Excellence: (The "E" in TIRE)

"Excellent!" In unison now, with Bill and Ted. Once again. "Excellent!"

Any word used as an exclamation point by these two dubious scholars probably has no meaning beyond "I like it." Still, we can draw conclusions about the word, or, at least, define an assumption. Something is "excellent" when it rises above, or goes beyond, Bill and Ted's arbitrary expectations. They weren't expecting it and it was good, not bad. When something is bad a completely different word is used. "Bogus." Plus, the words "excellent" and "bogus" sound really cool when you exclaim them in unison, accompanied by wide-eyed wonder. "Party on, dudes."

Their expectations were never great.
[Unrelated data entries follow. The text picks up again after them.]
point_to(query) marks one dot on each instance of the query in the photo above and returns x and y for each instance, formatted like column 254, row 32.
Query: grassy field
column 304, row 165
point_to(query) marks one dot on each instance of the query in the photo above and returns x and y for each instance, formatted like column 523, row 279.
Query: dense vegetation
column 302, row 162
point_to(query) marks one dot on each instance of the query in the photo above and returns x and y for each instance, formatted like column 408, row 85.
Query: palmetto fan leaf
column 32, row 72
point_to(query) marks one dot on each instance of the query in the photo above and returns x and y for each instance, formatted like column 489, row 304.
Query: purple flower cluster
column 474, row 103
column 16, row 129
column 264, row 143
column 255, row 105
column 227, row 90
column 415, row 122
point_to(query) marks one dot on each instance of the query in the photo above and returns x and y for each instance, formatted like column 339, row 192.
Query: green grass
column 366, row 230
All they wanted was to have a good time and not flunk high school history.

Let's time hop in the telephone booth (Dr. Who?) over to the OED, the standard by which all other dictionaries are measured.

To "excel" means to be "superior or preeminent in the possession of some quality, or in the performance of some action, usually in a good sense; to surpass others." Whoa, dude. Brain-freeze.
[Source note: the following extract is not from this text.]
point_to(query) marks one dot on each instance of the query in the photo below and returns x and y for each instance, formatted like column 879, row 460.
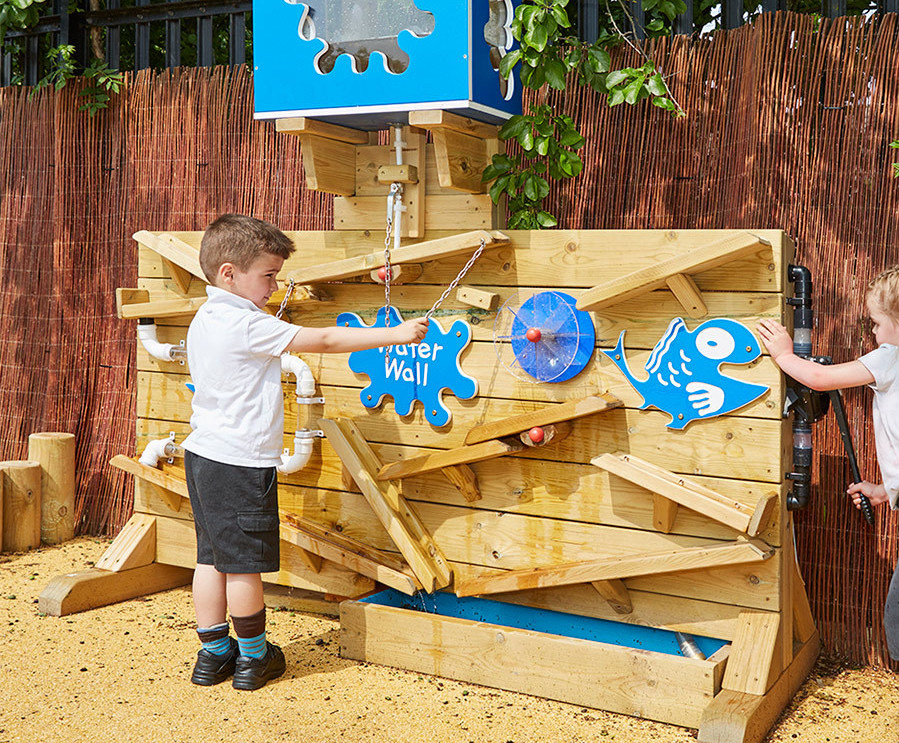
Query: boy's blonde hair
column 883, row 291
column 238, row 239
Okay. Let's take this one simple step at a time. In a previous post I've all ready talked about "quality." The problem is figuring out what "superior quality" is. Unfortunately, I can't define "superior" according to my own standard. Unlike historical dictators, the official ruler isn't calculated by the length of my arm, or the attached thumb. There has to be a fixed standard, not compromised by personal expectations, against which I measure work, weight, length, capacity, anything. Oops. That wasn't very simple, was it?
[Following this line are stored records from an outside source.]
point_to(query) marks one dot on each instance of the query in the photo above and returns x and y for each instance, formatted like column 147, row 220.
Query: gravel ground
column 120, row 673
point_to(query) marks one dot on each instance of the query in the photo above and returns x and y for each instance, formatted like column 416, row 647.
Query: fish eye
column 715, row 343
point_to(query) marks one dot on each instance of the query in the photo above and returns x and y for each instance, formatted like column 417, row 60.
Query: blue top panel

"Superior quality" is a personal, subjective judgment unless a thoughtfully defined and rigidly applied standard followed by everyone is in place, then it's a personal, objective judgment. In order for me to judge something excellent I have to know, intellectually and intimately, the rules. I may not like those rules. I have to know what is normal, according to the rules. I my rant against those rules and what is considered normal. Complain, gripe, moan, groan, violate and throw away, wholly reject those rules. (Yes, I grew up in the 60's.) Certain things are fixed and cannot be changed without doing violence to everything related.

Not only must there be a recognized standard of normal, there must be training in attaining normal. Here's where the quality of work is tested. Does the work meet a subjective, arbitrary standard, or an objective, reasonable standard? Does the standard define normal? Have I been trained to recognize that standard and realize the consequences of violating or rejecting that standard? Am I held to the rules? Just because somebody says something is excellent doesn't mean it is. Especially, if there is no understanding or wholesale rejection of normal.

Add passion and experience, patience and innovation, and a whole bunch of other related qualities and you may get to excellence. Just don't expect excellence when normal hasn't been reached.

In my world, Bill and Ted's "excellent" is stuck at "banal" not even reaching "normal."